Hornsby v. State

Decision Date10 September 1981
Docket NumberNo. 62254,62254
Citation284 S.E.2d 630,159 Ga.App. 672
PartiesHORNSBY v. The STATE.
CourtGeorgia Court of Appeals

Franklin H. Thornton, LeGrange, for appellant.

Arthur E. Mallory, III, Dist. Atty., Harger W. Hoyt, Asst. Dist. Atty., for appellee.

CARLEY, Judge.

Appellant was indicted for the offense of escape in that "after having been convicted of [three] violations of municipal ordinances of the City of LaGrange, Georgia, ... [he did] intentionally escape from the West Georgia Medical Center, a place of lawful confinement." Following a jury trial, appellant was convicted of the offense charged and was sentenced to five years in prison. He appeals.
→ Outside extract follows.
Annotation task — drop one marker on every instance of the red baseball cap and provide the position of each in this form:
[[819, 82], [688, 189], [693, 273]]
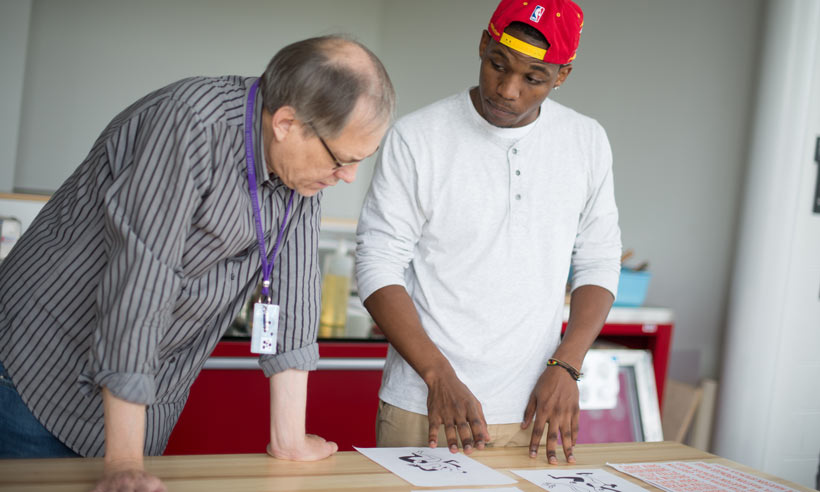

The pertinent facts are as follows: After his conviction for violation of certain municipal ordinances of the City of LaGrange, appellant was incarcerated in the City Jail of LaGrange and was in the custody of the LaGrange Police Department. While so incarcerated, appellant complained of back pains and was taken by a member of the LaGrange Police Department to the West Georgia Medical Center for treatment. Approximately four days after admittance to the medical center appellant walked out without anyone's consent. He was recaptured approximately three months later.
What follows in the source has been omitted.